Scrapinghub Reference Documentation

Forum Post Extraction (beta)

Forum Post refers to the posts made on internet forum page where a specific topic is discussed (thread).

If you requested a forum post extraction, and the extraction succeeds, then the forumPosts field will be available in the query result:

from autoextract.sync import request_raw

query = [{
    'url': 'https://example.com/forum-post-page',
    'pageType': 'forumPosts'
}]
results = request_raw(query, api_key='[api key]')
print(results[0]['forumPosts'])

The following fields are available for forumPosts:

Name

Type

Description

url

String

URL of a page from where posts were extracted.

topic

Dictionary with name string field

Name of the topic that is discussed on the page.

posts

List of dictionaries

List of posts, individual fields described below.

url field is required.

Each post inside posts field has the following fields available:

Name

Type

Description

text

String

Text of the post.

datePublished

String

Post date. ISO-formatted with ‘T’ separator, may contain a timezone.

datePublishedRaw

String

Same date but before parsing, as it appeared on the site.

upvoteCount

Integer

Number of up-vote (likes) recieved by the post.

replyCount

Integer

Number of replies recieved by the post.

probability

Float

Probability that this is a post.

Posts refer to the topic extracted from the same page.

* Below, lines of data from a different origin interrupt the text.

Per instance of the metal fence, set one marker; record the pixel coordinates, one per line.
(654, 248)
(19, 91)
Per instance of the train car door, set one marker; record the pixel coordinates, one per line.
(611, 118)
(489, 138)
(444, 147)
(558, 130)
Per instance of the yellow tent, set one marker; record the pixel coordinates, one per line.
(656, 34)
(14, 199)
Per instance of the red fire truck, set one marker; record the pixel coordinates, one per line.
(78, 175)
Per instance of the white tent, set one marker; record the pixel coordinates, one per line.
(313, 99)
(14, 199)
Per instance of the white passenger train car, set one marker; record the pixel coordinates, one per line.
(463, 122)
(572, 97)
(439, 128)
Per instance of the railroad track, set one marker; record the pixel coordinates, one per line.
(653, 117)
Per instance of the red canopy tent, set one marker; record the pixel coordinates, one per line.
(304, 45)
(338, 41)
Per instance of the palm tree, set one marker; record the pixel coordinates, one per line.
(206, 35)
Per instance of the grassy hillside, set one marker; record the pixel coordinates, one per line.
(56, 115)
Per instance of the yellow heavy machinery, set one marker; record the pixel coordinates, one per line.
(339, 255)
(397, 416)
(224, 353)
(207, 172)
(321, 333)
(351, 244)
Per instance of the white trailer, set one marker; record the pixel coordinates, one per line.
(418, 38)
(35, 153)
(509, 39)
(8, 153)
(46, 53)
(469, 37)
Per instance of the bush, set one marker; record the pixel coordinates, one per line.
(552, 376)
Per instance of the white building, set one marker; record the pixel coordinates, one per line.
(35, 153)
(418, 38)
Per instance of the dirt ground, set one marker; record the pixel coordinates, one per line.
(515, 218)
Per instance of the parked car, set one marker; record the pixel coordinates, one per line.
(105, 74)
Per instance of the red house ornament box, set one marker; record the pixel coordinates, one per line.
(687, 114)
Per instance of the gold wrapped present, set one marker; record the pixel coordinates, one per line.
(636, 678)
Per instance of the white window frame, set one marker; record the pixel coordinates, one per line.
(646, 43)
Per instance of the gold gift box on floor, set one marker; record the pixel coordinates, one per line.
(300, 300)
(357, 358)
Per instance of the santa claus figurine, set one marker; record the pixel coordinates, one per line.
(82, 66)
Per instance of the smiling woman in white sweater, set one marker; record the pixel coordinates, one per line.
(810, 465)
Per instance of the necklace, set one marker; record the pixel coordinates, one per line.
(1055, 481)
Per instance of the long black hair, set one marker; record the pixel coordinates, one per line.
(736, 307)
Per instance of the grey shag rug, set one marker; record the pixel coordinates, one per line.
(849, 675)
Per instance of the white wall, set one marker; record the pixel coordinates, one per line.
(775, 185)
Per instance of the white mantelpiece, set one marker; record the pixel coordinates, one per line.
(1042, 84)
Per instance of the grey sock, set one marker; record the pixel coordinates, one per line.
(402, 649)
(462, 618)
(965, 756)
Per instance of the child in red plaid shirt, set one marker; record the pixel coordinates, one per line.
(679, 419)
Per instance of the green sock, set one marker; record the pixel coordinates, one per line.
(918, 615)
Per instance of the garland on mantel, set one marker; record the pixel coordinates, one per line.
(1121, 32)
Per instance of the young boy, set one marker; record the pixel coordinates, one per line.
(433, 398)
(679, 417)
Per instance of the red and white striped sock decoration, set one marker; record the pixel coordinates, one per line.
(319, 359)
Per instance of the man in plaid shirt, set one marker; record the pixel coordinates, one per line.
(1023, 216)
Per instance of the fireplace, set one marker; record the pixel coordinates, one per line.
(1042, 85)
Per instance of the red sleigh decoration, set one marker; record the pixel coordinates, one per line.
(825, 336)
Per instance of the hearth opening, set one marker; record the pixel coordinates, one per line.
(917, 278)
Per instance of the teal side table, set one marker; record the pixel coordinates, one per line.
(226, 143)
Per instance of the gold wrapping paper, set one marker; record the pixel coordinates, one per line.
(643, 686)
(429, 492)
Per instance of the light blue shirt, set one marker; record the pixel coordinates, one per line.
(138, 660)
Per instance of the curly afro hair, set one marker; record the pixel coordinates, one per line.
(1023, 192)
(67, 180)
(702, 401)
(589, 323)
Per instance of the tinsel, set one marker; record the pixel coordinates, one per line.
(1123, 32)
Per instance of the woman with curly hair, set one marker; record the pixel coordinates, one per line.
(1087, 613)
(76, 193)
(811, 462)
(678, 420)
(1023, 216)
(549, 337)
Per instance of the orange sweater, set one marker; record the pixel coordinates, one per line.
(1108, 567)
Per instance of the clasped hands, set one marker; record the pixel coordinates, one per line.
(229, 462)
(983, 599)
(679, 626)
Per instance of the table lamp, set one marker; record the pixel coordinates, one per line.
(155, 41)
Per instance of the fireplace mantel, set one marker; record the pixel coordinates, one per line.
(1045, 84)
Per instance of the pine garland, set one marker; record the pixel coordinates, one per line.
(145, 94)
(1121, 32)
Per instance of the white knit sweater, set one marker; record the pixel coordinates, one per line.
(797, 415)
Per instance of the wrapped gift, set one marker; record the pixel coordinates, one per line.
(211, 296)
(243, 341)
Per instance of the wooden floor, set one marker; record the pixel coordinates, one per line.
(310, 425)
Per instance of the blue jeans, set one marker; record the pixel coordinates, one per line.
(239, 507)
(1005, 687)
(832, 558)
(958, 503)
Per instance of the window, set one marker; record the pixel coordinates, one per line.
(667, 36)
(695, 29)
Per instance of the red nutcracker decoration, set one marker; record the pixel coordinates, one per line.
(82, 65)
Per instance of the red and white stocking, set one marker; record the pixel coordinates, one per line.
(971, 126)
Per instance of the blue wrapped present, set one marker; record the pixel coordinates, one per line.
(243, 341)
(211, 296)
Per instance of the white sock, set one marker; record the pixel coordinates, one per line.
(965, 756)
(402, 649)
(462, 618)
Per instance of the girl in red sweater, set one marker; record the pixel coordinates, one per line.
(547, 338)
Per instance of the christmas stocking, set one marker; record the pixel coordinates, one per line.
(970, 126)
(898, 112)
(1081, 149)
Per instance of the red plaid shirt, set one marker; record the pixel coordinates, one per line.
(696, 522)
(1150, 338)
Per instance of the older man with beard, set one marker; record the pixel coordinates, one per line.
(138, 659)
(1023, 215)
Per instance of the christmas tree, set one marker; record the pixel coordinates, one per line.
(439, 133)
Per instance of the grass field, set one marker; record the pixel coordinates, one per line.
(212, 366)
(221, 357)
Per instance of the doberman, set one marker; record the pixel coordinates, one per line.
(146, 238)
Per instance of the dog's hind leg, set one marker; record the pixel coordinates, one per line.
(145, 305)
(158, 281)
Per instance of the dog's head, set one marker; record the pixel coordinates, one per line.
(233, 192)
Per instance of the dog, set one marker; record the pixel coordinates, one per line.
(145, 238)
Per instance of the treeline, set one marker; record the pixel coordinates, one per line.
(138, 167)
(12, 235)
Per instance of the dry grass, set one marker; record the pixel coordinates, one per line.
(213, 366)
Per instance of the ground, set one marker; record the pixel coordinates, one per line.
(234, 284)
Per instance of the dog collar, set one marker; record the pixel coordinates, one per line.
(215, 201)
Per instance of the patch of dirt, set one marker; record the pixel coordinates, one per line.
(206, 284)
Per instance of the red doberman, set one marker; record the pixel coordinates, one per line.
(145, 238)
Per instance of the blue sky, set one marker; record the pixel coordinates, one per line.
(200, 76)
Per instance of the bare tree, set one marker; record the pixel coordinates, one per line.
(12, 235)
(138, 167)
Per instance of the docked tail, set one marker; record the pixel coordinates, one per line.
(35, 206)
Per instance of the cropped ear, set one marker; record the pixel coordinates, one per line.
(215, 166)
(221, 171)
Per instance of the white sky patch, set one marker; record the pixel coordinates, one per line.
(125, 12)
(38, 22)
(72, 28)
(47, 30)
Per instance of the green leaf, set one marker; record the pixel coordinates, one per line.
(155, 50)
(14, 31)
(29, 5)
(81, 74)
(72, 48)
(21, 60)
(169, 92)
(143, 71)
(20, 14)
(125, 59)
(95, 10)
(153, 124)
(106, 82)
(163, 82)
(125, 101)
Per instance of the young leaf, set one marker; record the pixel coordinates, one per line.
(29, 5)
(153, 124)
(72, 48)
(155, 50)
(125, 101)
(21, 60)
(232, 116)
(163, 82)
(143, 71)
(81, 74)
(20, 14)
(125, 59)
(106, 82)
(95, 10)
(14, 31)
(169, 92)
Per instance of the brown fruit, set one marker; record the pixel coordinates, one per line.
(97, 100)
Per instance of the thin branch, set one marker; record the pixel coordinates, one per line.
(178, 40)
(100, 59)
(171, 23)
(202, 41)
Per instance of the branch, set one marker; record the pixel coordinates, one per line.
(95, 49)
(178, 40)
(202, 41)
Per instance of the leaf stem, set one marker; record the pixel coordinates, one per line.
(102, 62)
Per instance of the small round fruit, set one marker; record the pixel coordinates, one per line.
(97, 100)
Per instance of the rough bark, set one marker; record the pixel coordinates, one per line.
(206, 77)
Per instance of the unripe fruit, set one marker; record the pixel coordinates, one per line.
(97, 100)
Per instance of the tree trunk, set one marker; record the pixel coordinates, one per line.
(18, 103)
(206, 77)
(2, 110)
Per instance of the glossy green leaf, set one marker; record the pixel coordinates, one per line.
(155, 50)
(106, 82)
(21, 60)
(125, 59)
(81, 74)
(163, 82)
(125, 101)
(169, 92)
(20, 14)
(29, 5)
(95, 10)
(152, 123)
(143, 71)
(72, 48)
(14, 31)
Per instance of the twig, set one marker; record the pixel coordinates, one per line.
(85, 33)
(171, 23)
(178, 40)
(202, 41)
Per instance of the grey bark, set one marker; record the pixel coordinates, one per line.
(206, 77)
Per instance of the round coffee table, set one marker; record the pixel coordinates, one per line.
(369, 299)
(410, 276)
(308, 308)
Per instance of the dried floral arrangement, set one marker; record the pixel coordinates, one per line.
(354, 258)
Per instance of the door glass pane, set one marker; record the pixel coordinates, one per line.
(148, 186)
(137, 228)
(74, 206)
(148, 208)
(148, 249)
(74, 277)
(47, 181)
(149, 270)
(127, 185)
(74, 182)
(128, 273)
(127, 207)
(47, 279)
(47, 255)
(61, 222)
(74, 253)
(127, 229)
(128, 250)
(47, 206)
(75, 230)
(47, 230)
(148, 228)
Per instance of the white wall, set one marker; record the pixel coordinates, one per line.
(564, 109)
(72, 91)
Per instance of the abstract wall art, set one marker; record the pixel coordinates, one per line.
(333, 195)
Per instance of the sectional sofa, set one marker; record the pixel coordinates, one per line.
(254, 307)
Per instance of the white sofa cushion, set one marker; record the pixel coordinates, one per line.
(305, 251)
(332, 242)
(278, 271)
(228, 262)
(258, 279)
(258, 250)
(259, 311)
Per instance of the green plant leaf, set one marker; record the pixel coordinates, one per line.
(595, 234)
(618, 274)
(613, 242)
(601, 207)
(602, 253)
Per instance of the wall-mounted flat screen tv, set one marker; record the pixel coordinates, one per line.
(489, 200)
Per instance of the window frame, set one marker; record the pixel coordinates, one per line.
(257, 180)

All fields are optional, except for probability. Fields without a valid value (null or empty array) are excluded from extraction results.

Below is an example response with all forum post fields present:

[
  {
    "forumPosts": {
      "url": "https://example.com/forum-topic-1",
      "topic": {
        "name": "Which is the best country to work in?"
      },
      "posts": [
        {
          "text": "Finland is often considered the best for it.",
          "datePublished": "2020-01-30T00:00:00",
          "datePublishedRaw": "Jan 30, 2020",
          "upvoteCount": 12,
          "replyCount": 1,
          "probability": 0.95
        },
        {
          "text": "Switzerland has good work life balance.",
          "upvoteCount": 2,
          "probability": 0.80
        },
        {
          "text": "Depends on the person",
          "replyCount": 1,
          "probability": 0.80
        }
      ]
    },
    "webPage": {
      "inLanguages": [
        {"code": "en"},
        {"code": "es"}
      ]
    },
    "query": {
      "id": "1564747029122-9e02a1868d70b7a3",
      "domain": "example.com",
      "userQuery": {
        "pageType": "forumPosts",
        "url": "https://example.com/forum-topic-1"
      }
    },
    "algorithmVersion": "20.8.1"
  }
]